A common pathway for chemotherapy-induced apoptosis in human squamous cell carcinoma lines distinct from that of receptor-mediated cell death.

Regulation of apoptosis by extracellular molecules binding to cell death receptors has received much attention in recent years. Fas, a member of the tumor necrosis factor receptor superfamily, is a transmembrane protein whose extracellular domain binds its cognate ligand (FasL), which can induce apoptosis in sensitive cells.
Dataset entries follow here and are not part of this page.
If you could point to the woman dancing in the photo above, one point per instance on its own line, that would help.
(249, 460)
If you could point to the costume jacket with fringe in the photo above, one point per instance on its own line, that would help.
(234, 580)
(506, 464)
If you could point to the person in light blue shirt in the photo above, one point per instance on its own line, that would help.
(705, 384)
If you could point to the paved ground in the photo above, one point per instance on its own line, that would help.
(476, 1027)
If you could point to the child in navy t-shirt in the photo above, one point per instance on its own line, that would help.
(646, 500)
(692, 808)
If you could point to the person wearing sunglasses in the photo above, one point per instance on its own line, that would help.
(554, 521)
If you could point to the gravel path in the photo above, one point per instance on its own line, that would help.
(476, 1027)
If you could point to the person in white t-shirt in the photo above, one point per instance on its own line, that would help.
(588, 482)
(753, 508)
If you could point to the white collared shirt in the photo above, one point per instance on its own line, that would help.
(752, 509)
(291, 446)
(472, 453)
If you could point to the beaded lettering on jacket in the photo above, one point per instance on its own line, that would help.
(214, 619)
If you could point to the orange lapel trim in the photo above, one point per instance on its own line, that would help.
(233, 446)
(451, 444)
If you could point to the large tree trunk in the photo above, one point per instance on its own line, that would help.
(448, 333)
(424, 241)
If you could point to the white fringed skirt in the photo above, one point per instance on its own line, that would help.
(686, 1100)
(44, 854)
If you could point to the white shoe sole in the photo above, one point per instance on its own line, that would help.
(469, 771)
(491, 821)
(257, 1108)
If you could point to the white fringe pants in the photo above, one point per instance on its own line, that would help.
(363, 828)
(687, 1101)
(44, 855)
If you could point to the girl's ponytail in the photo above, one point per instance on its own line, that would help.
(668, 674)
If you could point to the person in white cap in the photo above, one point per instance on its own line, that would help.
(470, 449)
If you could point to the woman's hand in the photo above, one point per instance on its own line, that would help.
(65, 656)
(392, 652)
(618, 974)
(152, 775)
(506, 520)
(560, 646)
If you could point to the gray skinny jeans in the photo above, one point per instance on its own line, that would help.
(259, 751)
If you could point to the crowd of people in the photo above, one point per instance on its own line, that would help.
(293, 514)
Fas ligation leads to activation of cell death proteases, thereby initiating a proteolytic cascade which results in cellular fragmentation and death. Apoptosis is also regulated by inhibitory signals which promote cell survival. The bcl2 family of proteins is composed of both inhibitors and activators of programmed cell death. The bcl2 protein itself inhibits many apoptotic stimuli while other members of the bcl2 family such as bak and bid promote cell death. Many types of cancer chemotherapy induce cellular stress leading to induction of apoptosis. Stress-activated protein kinases such as p38 have been shown to inactivate bcl2 through phosphorylation and induce cleavage of bid. Deficiency of proapoptotic bcl2 family members has been associated with drug-resistant phenotypes. We report that exposure of human squamous cell carcinoma lines to different chemotherapy drugs activates a caspase cascade which is distinct from that of receptor-mediated apoptosis. The variable sensitivity of each cancer cell line to different forms of chemotherapy was not due to differences in caspase or bcl2 family protein expression. Rather, the stress-activated protein kinase p38 was overexpressed by resistant SCC lines which correlated with reductions in proapoptotic bid and bak protein expression. These two proteins exhibit distinct patterns of intracellular localization during chemotherapy-induced apoptosis.